Dans cet imbroglio, une
chose est sûre : Allié loyal du président syrien Bachar al Assad, l’Iran
est incontournable pour trouver une approche consensuelle des quatre puissances
régionales sur la crise syrienne. Et Erdogan ne s’y est pas trompé en déclarant
soutenir la position de l'Iran sur le nucléaire, lors d'une rencontre avec le
président Mahmoud Ahmadinejad. Le temps que finisse la trêve, négociée par
Lakhdar Brahimi, le médiateur des Nations unies et de la Ligue arabe, pour
obtenir un cessez-le-feu en Syrie, lors de l’Aid el Kébir, après 19 mois de
combats sanglants, ce ballet diplomatique va continuer.
Or, la politique
étrangère d’Erdogan, entré dans les rangs de l’Otan, semble inquiéter au point
d’entamer sa popularité qui a explosé, au moment où il a dénoncé, haut et fort,
la politique d'Israël depuis son offensive à Gaza en décembre 2008. Les
nouvelles frontières qu’il veut « ouvrir à tous les peuples de la région
d’un nouveau Moyen-Orient », sont-elles dans la continuité de ce que
veulent les USA avec leur grand Moyen-Orient ? Idem en matière de
politique intérieure, où après ses remous avec la presse et l’armée, cet ancien
footballeur devenu maire d'Istanbul en 1994, a proposé d’abaisser l’âge légal
d’éligibilité des députés de 25 à 18 ans, assurant qu’il fallait "faire
confiance à la jeunesse". Une réforme rejetée par le Parti républicain du
peuple (CHP), mais soutenue par les députés du Parti d’action nationaliste
(MHP) ainsi que ceux du Parti de la paix et de la démocratie (BDP, pro-kurde).
Un nouvel ordre
confrérique ?
Certes, le parcours des
deux hommes semble coïncider. A la différence que l’ancien instituteur a choisi
de rester à l’arrière-plan politique, en tant que « morched », tout
en confrontant violemment le pouvoir en place, alors qu’Erdogan s’est décidé
très jeune à transcender le Refah (un des avatars des partis islamistes
successivement interdits en Turquie sous pression des militaires) pour devenir
le « sultan de la ville », après avoir été emprisonné pendant quatre
mois, en 1998, pour avoir récité, en campagne électorale, un poème jugé
subversif.
Durant son premier
mandat de premier ministre, riche en réformes qui rapprochent la Turquie de
l'Union européenne, Erdogan s’est démarqué du chauvinisme et du mépris des
minorités qui ont marqué le kémalisme.
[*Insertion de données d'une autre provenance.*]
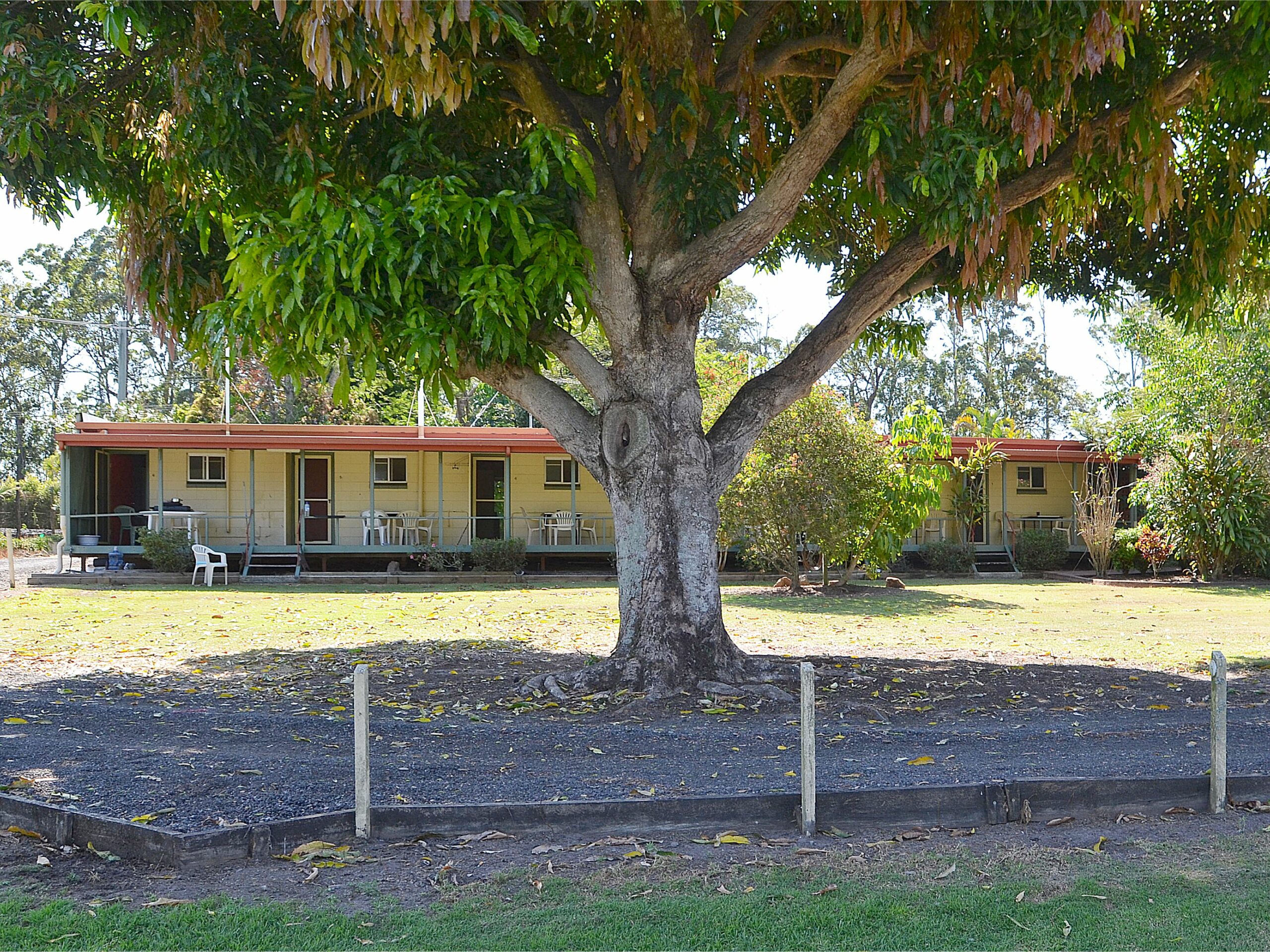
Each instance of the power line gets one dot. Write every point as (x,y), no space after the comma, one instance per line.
(132,328)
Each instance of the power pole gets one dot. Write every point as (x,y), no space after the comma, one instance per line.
(123,362)
(228,381)
(1044,353)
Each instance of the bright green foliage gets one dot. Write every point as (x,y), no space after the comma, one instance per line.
(167,550)
(1210,498)
(1124,550)
(821,475)
(969,503)
(1039,550)
(379,153)
(1201,422)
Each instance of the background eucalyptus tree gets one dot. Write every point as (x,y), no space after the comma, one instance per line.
(464,187)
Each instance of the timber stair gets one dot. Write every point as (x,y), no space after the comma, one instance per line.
(995,563)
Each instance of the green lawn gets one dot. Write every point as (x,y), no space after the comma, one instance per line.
(1176,896)
(153,631)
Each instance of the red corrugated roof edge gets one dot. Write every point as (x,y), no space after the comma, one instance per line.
(475,440)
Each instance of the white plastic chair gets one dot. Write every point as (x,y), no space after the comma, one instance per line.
(562,521)
(209,560)
(532,525)
(414,529)
(374,524)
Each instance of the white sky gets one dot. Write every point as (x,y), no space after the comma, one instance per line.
(797,296)
(786,300)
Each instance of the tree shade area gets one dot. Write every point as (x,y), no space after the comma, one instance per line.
(469,188)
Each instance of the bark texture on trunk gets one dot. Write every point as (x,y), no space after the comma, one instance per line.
(659,477)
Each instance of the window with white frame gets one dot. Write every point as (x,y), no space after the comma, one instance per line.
(390,472)
(206,469)
(1032,479)
(561,473)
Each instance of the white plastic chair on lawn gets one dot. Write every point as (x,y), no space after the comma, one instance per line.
(207,561)
(374,524)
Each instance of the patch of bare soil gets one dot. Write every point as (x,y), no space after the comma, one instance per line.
(418,874)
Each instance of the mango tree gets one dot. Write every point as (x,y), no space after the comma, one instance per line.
(460,187)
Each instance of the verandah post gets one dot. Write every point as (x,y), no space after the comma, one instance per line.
(807,731)
(362,749)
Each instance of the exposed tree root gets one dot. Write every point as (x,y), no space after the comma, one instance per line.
(751,677)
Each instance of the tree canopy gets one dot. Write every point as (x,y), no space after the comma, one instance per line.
(465,187)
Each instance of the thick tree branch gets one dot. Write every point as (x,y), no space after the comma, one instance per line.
(742,40)
(779,60)
(568,420)
(583,365)
(899,275)
(615,296)
(713,257)
(770,393)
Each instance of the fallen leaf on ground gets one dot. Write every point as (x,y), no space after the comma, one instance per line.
(483,835)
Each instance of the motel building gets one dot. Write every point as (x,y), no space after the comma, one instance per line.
(312,498)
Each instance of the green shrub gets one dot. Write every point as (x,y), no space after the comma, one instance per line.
(498,555)
(1124,551)
(168,550)
(1039,550)
(948,556)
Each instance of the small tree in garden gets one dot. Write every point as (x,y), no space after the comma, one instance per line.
(812,472)
(910,489)
(460,188)
(971,502)
(1153,547)
(1209,494)
(1096,516)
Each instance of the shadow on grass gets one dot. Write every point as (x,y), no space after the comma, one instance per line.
(861,601)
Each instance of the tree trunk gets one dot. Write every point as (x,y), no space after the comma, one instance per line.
(661,484)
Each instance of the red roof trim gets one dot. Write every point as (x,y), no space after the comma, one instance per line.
(450,440)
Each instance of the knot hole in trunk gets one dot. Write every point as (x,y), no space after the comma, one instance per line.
(625,433)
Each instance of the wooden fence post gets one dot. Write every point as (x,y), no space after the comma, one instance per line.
(1217,734)
(362,748)
(807,677)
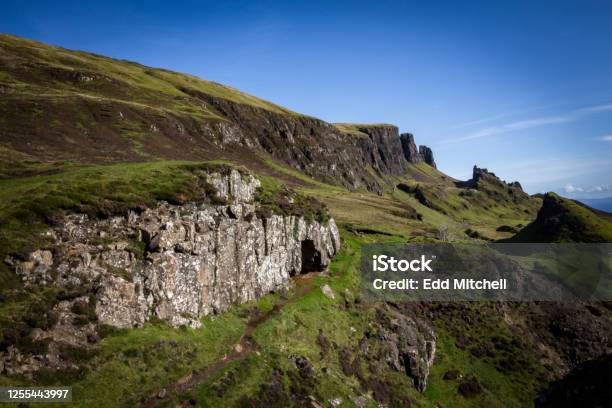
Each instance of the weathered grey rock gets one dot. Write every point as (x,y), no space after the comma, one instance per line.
(405,342)
(200,258)
(411,153)
(427,154)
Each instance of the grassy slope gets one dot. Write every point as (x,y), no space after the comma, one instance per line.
(143,84)
(123,363)
(578,224)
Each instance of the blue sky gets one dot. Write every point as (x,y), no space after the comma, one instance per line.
(523,88)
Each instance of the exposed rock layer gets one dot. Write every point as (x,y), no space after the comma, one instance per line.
(199,258)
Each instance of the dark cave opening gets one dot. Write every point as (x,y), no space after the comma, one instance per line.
(311,257)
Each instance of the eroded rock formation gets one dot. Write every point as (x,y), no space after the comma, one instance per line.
(181,262)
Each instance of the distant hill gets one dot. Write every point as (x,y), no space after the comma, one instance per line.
(564,220)
(603,204)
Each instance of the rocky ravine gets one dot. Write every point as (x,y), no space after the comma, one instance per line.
(199,258)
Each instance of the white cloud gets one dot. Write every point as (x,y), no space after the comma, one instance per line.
(570,188)
(531,123)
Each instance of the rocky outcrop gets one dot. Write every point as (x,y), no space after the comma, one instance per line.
(414,155)
(181,262)
(177,118)
(487,182)
(404,341)
(409,148)
(427,155)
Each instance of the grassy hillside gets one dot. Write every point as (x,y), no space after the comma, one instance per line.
(565,220)
(66,105)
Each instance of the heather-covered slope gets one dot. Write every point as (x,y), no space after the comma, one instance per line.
(565,220)
(82,134)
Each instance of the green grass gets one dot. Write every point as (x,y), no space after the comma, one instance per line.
(122,78)
(356,129)
(576,224)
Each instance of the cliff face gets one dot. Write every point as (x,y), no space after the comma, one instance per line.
(89,109)
(313,146)
(179,263)
(427,155)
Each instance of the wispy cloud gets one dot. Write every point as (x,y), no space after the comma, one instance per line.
(531,123)
(570,188)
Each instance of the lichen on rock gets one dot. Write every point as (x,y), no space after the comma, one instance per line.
(179,263)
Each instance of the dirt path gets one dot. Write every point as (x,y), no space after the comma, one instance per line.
(303,284)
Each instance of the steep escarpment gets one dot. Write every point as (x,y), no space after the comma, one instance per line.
(195,259)
(64,106)
(564,220)
(412,155)
(176,263)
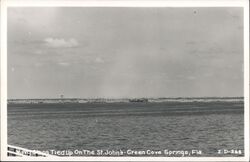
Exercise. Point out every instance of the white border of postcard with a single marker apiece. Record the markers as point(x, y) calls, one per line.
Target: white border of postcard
point(120, 3)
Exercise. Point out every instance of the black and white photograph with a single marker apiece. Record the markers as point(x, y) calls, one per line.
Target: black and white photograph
point(126, 82)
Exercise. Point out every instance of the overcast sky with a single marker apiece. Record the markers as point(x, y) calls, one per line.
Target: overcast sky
point(125, 52)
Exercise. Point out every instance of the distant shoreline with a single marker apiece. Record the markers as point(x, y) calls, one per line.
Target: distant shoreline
point(125, 100)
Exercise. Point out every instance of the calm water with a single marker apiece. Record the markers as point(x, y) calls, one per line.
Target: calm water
point(122, 126)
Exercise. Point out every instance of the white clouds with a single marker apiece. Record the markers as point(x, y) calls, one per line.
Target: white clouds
point(63, 63)
point(99, 60)
point(61, 43)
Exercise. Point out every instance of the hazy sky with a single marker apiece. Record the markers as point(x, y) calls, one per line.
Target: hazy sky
point(125, 52)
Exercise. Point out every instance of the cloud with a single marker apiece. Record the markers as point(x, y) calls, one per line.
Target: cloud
point(63, 63)
point(61, 43)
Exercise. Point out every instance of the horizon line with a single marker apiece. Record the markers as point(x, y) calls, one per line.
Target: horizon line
point(125, 98)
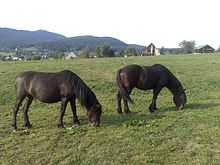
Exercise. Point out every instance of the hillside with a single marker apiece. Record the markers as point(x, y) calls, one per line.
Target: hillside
point(80, 42)
point(11, 38)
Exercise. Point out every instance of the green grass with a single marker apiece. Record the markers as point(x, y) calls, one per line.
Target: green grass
point(7, 53)
point(191, 136)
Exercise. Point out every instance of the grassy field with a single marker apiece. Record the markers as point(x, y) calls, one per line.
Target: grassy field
point(191, 136)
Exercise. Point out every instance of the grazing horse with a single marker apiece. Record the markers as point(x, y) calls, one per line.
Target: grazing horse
point(64, 86)
point(148, 77)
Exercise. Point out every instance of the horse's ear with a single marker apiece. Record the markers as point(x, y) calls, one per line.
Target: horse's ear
point(98, 105)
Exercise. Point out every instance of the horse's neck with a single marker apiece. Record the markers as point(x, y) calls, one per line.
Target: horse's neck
point(174, 86)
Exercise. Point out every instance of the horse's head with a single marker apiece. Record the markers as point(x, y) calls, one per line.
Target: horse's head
point(94, 114)
point(180, 100)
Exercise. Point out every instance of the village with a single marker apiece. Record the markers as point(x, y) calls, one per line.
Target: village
point(150, 50)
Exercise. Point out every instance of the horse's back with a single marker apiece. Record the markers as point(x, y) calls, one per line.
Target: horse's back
point(45, 86)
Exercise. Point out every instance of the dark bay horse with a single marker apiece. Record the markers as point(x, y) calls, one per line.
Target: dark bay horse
point(148, 77)
point(64, 86)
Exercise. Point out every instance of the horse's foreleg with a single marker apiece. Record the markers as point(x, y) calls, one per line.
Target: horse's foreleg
point(153, 105)
point(64, 102)
point(73, 107)
point(15, 111)
point(118, 102)
point(126, 108)
point(26, 118)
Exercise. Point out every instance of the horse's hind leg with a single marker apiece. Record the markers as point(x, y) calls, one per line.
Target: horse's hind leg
point(118, 102)
point(26, 118)
point(73, 107)
point(126, 108)
point(64, 102)
point(153, 105)
point(18, 103)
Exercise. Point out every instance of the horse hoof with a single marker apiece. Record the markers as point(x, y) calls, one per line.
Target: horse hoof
point(14, 127)
point(60, 126)
point(152, 110)
point(119, 111)
point(28, 126)
point(76, 122)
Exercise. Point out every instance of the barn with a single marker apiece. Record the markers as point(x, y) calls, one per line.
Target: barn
point(204, 49)
point(151, 50)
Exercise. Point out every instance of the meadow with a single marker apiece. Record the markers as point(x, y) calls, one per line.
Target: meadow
point(190, 136)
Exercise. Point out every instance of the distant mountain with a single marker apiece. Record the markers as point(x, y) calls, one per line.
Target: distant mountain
point(79, 42)
point(41, 39)
point(11, 38)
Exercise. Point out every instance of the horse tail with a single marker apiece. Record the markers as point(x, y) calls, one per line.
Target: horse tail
point(122, 89)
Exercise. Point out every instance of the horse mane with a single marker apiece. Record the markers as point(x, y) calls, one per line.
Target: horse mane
point(84, 94)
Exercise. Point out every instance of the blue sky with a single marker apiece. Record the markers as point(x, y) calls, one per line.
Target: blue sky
point(163, 22)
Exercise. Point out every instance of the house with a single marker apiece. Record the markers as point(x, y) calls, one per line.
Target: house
point(151, 50)
point(70, 55)
point(204, 49)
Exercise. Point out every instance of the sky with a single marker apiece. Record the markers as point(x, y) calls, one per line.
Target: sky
point(163, 22)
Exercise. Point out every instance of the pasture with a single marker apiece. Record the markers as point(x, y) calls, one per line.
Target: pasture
point(191, 136)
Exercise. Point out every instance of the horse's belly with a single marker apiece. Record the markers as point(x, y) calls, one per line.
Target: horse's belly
point(47, 95)
point(49, 99)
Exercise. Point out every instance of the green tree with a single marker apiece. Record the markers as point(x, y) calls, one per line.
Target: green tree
point(218, 50)
point(84, 53)
point(187, 46)
point(104, 51)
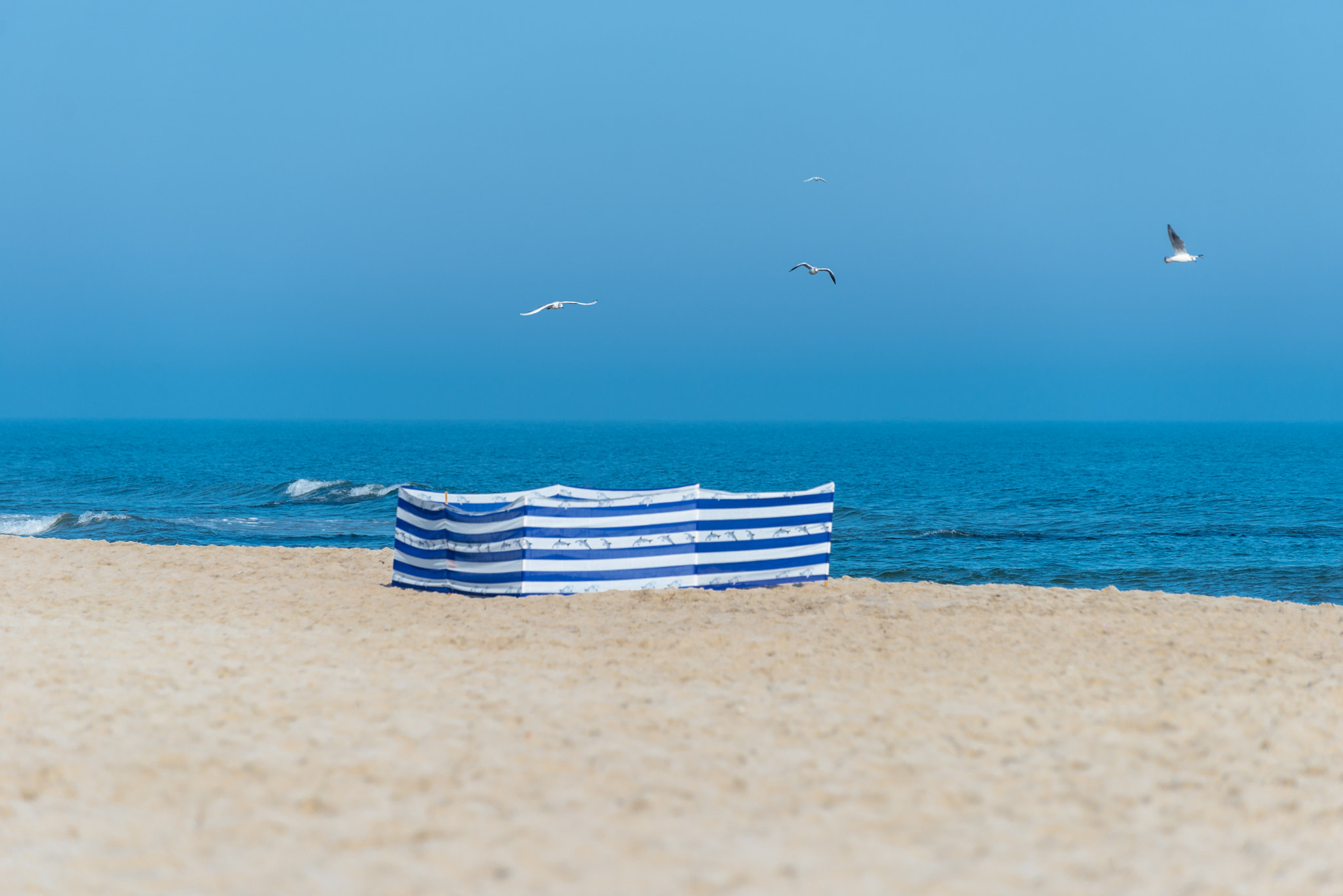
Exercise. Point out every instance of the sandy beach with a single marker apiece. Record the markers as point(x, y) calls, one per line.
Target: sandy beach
point(273, 720)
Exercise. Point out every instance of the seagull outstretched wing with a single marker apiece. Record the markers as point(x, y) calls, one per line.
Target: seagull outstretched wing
point(1177, 243)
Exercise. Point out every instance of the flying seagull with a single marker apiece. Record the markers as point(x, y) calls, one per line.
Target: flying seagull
point(814, 270)
point(1178, 246)
point(553, 307)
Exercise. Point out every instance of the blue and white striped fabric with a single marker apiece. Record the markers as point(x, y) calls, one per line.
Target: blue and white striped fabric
point(562, 540)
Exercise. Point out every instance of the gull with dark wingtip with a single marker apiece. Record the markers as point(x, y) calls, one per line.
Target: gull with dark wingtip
point(553, 307)
point(1178, 246)
point(814, 270)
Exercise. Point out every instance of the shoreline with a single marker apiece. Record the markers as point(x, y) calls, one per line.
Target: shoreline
point(265, 719)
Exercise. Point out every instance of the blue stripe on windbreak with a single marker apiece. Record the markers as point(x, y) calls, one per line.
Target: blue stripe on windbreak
point(578, 512)
point(535, 532)
point(429, 535)
point(611, 532)
point(712, 504)
point(607, 575)
point(607, 554)
point(763, 545)
point(750, 566)
point(492, 578)
point(516, 578)
point(765, 583)
point(763, 523)
point(769, 583)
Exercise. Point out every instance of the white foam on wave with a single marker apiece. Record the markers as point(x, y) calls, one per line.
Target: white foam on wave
point(298, 488)
point(101, 516)
point(372, 488)
point(24, 524)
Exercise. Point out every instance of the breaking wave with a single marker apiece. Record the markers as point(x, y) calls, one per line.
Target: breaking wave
point(298, 488)
point(26, 524)
point(33, 524)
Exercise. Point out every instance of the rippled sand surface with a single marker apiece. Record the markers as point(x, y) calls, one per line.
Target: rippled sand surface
point(274, 720)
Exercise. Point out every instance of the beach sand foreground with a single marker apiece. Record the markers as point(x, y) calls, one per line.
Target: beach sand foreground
point(273, 720)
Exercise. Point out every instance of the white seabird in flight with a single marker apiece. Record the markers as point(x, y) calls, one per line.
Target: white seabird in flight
point(1178, 246)
point(553, 307)
point(814, 270)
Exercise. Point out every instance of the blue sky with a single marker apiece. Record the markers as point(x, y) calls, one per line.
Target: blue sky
point(338, 211)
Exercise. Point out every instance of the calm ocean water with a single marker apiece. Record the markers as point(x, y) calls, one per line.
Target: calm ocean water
point(1251, 509)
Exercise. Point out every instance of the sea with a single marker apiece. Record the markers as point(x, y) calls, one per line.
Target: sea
point(1205, 508)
Ce qui lui valut les louanges des
intellectuels turcs libéraux, jusqu’au moment où les perspectives d'adhésion à
l’UE s'évanouirent.
Et bien qu’il s’affiche lui aussi comme islamiste modérés, démocrate et mondialiste, le leader d’Ennahdha
continue à s’opposer au camp laïc d’inspiration bourguibiste. Alors que
certains de ces laïcs ont espéré, avec la revanche des islamistes, que la
lumière soit faite sur les nombreux crimes et coups obscurs des années passées,
et cela autant en Turquie qu’en Tunisie.
De même que les médias,
ici et là, se sont (re) mis au pas de l'autocensure voire de l’allégeance. Et
tout récemment, la vidéo fuitée de Ghannouchi a démontré que la récupération de
la police et de l’armée est une condition essentielle pour achever le contrôle
des rets du pouvoir. De la même manière qu’en Turquie, l'infiltration de la
police par des membres de la puissante confrérie islamique modérée (dirigée des
Etats-Unis par Fethullah Gülen), coïncide avec l'effacement du rôle politique
de l'armée, ainsi qu’une influence accrue dans l'enseignement, l’industrie, les
finances et les médias.
La dignité et la justice prônées par les deux chefs, auprès des populations souffrantes, seront-elles possibles dans ce nouvel ordre confrérique ? Tant que de vieux partis sclérosés, qu’ils soient de gauche, de droite ou du centre, peu susceptibles de former une opposition renouvelée, et que les groupes laiques qui détiennent toujours une grande part du capital, se taisent ou se rallient sans hésiter, cette hypothèse est plus que probable. D’autant que la crise politique et économique de l'Occident risque de mener à l’acceptation, ici et là, d’une bipolarité harassante.
*Paru dans Courrier de Tunisie de cette semaine.